Bad was the first concert tour by American recording artist Michael Jackson, launched in support of his seventh studio album of the same name (1987). Sponsored by Pepsi and spanning 16 months, the tour included 123 concerts to 4.4 million fans across 15 countries making it the second highest grossing tour of 1987. In April 1989, the tour was nominated for "Tour of the Year 1988" at the inaugural International Rock Awards. A live album and DVD of the July 16, 1988 concert in London titled Live at Wembley July 16, 1988 was released along with the special edition reissue of the Bad album titled Bad 25 on September 18, 2012, as well as a stand-alone DVD.[2]

Background[edit]

First leg (1987)[edit]

On June 29, 1987, Jackson's manager Frank DiLeo announced the singer's plan to embark on his first solo world concert tour.[3] Sponsored by Pepsi,[4] the tour began in Japan, marking Jackson's first performances in the country since 1973 as part of The Jackson 5.[5] The first nine scheduled concerts that began on September 12 sold out within hours, and five more were added due to high demand.[6] Over 600 journalists, cameramen and fans waited for Jackson's arrival to the country at Tokyo's Narita International Airport.[7] His pet chimpanzee Bubbles, who took a separate flight, was greeted by more than 300 people.[7] A chartered jumbo jet was used to carry 22 truckloads of equipment, along with Jackson's entourage of 132 for the tour.[8] The stage set used 700 lights, 100 speakers, 40 lasers, three mirrors and two 24-by-18 foot screens. Performers wore 70 costumes, four of which were attached with fiber optic lights.[9]
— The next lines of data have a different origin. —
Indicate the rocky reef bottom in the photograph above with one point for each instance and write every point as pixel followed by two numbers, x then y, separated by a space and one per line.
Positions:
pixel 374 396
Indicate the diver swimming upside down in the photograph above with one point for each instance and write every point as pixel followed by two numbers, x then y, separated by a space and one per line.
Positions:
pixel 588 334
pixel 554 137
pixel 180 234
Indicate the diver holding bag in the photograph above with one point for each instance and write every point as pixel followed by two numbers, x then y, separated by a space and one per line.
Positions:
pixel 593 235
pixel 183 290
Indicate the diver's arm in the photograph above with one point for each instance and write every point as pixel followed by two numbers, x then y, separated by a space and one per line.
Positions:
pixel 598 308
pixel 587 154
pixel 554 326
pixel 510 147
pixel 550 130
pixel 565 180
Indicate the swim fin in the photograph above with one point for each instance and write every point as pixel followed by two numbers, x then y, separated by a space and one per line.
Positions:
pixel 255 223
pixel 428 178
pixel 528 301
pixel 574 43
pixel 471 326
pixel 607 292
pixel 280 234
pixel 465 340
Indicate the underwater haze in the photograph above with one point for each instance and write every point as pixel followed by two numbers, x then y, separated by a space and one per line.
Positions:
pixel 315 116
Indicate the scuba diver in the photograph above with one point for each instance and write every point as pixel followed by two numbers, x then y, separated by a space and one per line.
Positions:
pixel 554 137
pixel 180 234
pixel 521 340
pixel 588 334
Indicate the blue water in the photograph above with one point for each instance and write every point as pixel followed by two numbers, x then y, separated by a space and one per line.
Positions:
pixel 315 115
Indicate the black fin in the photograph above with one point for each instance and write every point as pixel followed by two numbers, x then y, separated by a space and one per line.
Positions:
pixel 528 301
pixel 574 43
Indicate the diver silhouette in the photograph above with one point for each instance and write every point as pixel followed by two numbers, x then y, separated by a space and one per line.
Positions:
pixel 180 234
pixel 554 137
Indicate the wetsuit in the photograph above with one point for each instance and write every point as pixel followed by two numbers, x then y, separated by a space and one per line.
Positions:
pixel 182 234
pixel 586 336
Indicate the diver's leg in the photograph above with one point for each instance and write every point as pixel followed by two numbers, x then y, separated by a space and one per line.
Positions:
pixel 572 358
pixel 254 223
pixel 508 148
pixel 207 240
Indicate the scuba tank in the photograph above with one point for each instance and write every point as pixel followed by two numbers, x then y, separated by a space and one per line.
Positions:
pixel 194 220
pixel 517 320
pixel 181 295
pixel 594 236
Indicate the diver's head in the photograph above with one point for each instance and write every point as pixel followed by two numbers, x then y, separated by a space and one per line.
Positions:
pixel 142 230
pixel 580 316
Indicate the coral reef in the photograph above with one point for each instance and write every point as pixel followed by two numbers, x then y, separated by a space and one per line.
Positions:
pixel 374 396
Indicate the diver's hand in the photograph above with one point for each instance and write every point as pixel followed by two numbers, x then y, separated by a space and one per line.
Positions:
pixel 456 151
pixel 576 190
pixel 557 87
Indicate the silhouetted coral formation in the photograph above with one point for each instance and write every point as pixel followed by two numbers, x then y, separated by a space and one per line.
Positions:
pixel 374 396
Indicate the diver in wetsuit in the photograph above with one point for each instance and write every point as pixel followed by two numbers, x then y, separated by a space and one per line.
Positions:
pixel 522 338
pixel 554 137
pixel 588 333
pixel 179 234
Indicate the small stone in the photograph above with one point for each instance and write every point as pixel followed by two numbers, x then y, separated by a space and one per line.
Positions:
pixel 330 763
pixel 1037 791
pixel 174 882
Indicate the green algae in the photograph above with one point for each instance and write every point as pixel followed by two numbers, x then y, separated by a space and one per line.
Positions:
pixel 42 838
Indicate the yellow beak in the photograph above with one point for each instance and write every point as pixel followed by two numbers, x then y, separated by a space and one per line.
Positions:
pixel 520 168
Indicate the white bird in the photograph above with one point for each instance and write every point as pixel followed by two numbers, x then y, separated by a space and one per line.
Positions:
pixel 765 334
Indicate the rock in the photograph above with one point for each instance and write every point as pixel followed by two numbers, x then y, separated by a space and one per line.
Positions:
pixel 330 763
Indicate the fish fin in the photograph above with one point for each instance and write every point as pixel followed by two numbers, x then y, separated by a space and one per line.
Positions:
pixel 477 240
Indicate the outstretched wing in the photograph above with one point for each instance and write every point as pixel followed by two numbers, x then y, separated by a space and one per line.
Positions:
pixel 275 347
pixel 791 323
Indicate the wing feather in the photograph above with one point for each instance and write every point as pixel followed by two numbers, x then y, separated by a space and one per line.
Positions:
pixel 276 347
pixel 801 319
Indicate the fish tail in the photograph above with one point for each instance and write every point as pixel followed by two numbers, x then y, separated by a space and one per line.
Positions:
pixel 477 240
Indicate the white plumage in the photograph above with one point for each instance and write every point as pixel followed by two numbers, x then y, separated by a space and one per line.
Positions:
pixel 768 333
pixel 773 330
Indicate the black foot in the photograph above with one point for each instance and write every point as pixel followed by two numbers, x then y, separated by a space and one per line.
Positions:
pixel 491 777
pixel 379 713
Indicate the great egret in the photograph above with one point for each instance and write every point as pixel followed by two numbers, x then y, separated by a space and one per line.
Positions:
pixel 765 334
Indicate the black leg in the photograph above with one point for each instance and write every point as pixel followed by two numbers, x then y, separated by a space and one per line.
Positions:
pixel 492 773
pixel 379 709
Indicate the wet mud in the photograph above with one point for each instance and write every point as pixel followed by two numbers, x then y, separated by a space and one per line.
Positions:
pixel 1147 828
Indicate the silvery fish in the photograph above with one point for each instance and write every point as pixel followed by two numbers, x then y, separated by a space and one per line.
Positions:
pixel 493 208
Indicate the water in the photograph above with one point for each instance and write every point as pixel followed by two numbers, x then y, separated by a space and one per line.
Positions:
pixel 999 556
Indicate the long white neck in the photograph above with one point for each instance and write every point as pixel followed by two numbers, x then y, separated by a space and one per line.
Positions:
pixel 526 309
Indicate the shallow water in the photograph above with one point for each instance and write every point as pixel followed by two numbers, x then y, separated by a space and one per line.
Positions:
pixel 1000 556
While in Tokyo, Australian pop music critic Molly Meldrum conducted an exclusive interview Jackson and DiLeo that was featured on 60 Minutes in the United States.[7] On September 18, Jackson was handed the Key to the City by Yasushi Oshima, the mayor of Osaka. He was accompanied by Bubbles, who was the first animal allowed inside the city's town hall. Jackson dedicated his Japanese concerts to Yoshiaki Hagiwara, a five-year-old boy who was kidnapped and murdered, and gave £12,000 to the parents of Hagiwara.[10] Attendance figures for the first 14 dates in Japan totalled a record-breaking 450,000.[6] Crowds of 200,000 were what past performers could manage to draw for a single tour.[11] Nippon Television was a co-sponsor with Pepsi for the Japanese dates.[6]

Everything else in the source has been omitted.